Awesome
JiebaRb
Ruby extension for Cppjieba
Installation
Add this line to your application's Gemfile:
gem 'jieba_rb'
And then execute:
$ bundle
Or install it yourself as:
$ gem install jieba_rb
Word segment Usage
Mix Segment mode (HMM with Max Prob, default):
require 'jieba_rb'
seg = JiebaRb::Segment.new # equivalent to "JiebaRb::Segment.new mode: :mix"

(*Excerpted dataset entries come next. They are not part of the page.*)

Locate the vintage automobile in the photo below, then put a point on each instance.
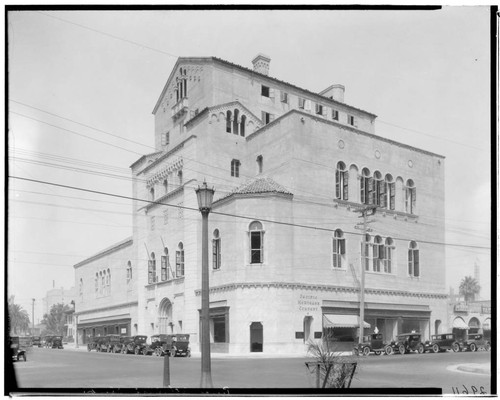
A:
(36, 341)
(94, 343)
(475, 342)
(56, 342)
(373, 343)
(18, 347)
(442, 342)
(407, 342)
(107, 343)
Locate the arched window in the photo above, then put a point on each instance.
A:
(216, 256)
(179, 261)
(165, 265)
(129, 272)
(378, 253)
(365, 252)
(390, 190)
(242, 125)
(388, 255)
(366, 187)
(410, 197)
(235, 121)
(338, 249)
(256, 243)
(260, 162)
(378, 190)
(228, 121)
(413, 259)
(152, 269)
(341, 182)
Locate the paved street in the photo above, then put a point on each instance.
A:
(47, 368)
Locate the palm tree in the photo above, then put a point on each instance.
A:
(469, 288)
(18, 317)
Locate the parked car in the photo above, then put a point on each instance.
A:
(442, 342)
(373, 343)
(107, 343)
(475, 342)
(36, 341)
(407, 342)
(18, 347)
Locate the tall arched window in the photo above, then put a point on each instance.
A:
(410, 197)
(365, 252)
(378, 254)
(216, 256)
(256, 243)
(152, 269)
(165, 265)
(390, 190)
(366, 187)
(179, 261)
(235, 121)
(228, 121)
(378, 189)
(388, 255)
(338, 249)
(341, 182)
(242, 125)
(413, 259)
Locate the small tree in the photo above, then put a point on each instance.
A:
(469, 288)
(332, 369)
(19, 319)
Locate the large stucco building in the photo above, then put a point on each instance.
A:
(291, 170)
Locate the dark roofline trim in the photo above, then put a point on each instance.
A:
(118, 246)
(348, 128)
(236, 196)
(166, 155)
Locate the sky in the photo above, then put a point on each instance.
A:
(82, 86)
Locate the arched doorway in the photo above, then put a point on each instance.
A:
(474, 325)
(437, 325)
(256, 337)
(165, 322)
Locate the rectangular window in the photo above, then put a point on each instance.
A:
(235, 168)
(265, 91)
(256, 248)
(319, 109)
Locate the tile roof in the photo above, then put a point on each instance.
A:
(258, 186)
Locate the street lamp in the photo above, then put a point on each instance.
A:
(205, 197)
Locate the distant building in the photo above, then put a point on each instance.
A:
(274, 152)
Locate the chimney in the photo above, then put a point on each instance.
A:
(334, 92)
(261, 64)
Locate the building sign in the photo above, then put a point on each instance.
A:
(308, 302)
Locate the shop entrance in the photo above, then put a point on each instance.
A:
(256, 337)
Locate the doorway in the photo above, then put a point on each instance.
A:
(256, 337)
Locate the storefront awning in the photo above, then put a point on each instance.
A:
(459, 323)
(342, 321)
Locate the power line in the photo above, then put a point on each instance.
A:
(110, 35)
(233, 215)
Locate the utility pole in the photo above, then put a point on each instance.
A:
(365, 213)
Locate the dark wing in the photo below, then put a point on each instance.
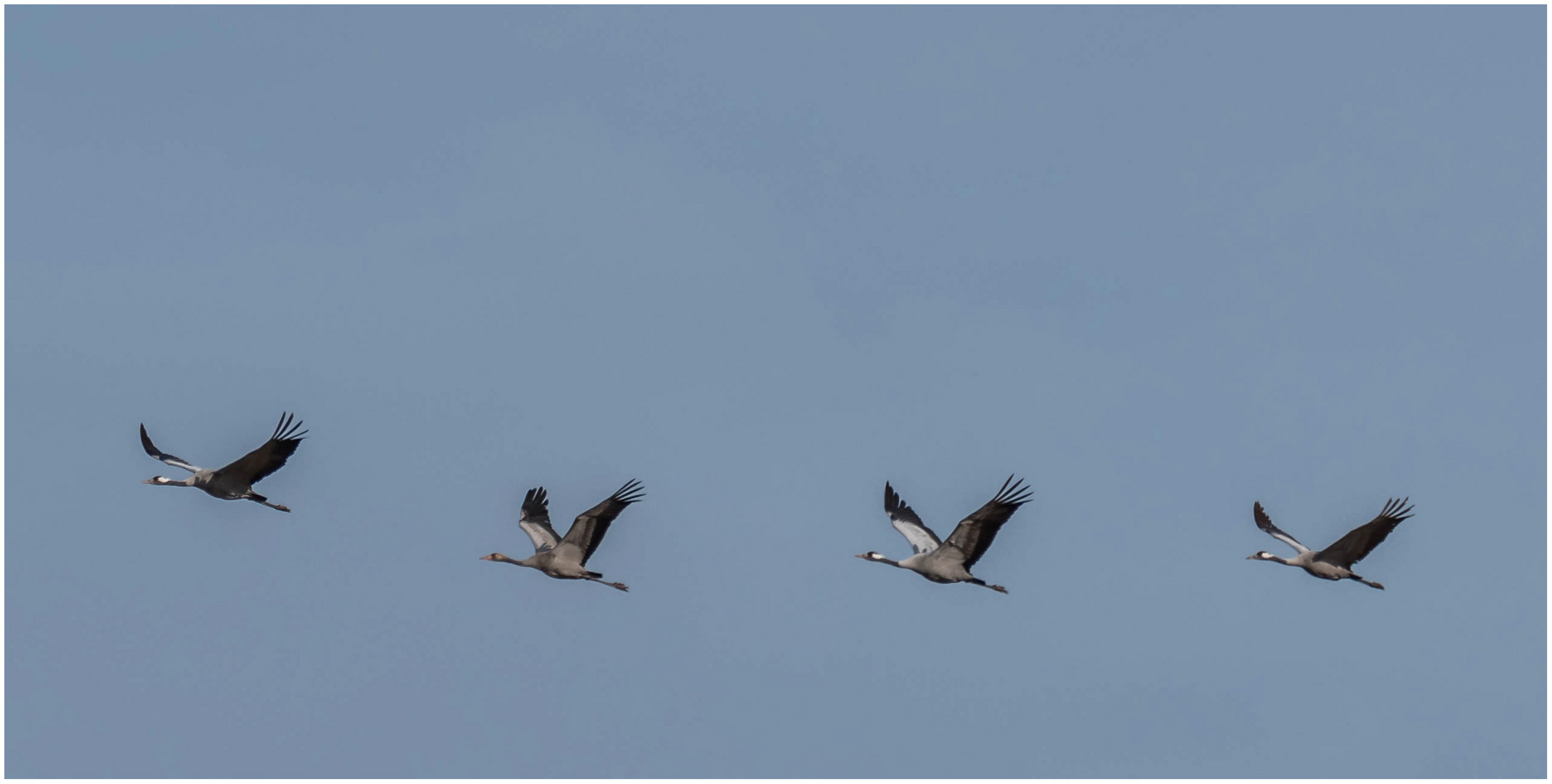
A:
(590, 527)
(170, 460)
(536, 520)
(1276, 533)
(267, 458)
(973, 534)
(1363, 539)
(905, 520)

words = seg.cut "令狐冲是云计算行业的专家"
# 令狐冲 是 云 计算 行业 的 专家
Mix Segment mode with user-defined dictionary:
seg = JiebaRb::Segment.new mode: :mix, user_dict: "ext/cppjieba/dict/user.dict.utf8"
words = seg.cut "令狐冲是云计算行业的专家"
# 令狐冲 是 云计算 行业 的 专家
HMM or Max probability (mp) Segment mode:
seg = JiebaRb::Segment.new mode: :hmm # or mode: :mp
words = seg.cut "令狐冲是云计算行业的专家"
Word tagging Usage
Default tagging:
require 'jieba_rb'
tagging = JiebaRb::Tagging.new
pairs = tagging.tag "我是蓝翔技工拖拉机学院手扶拖拉机专业的。"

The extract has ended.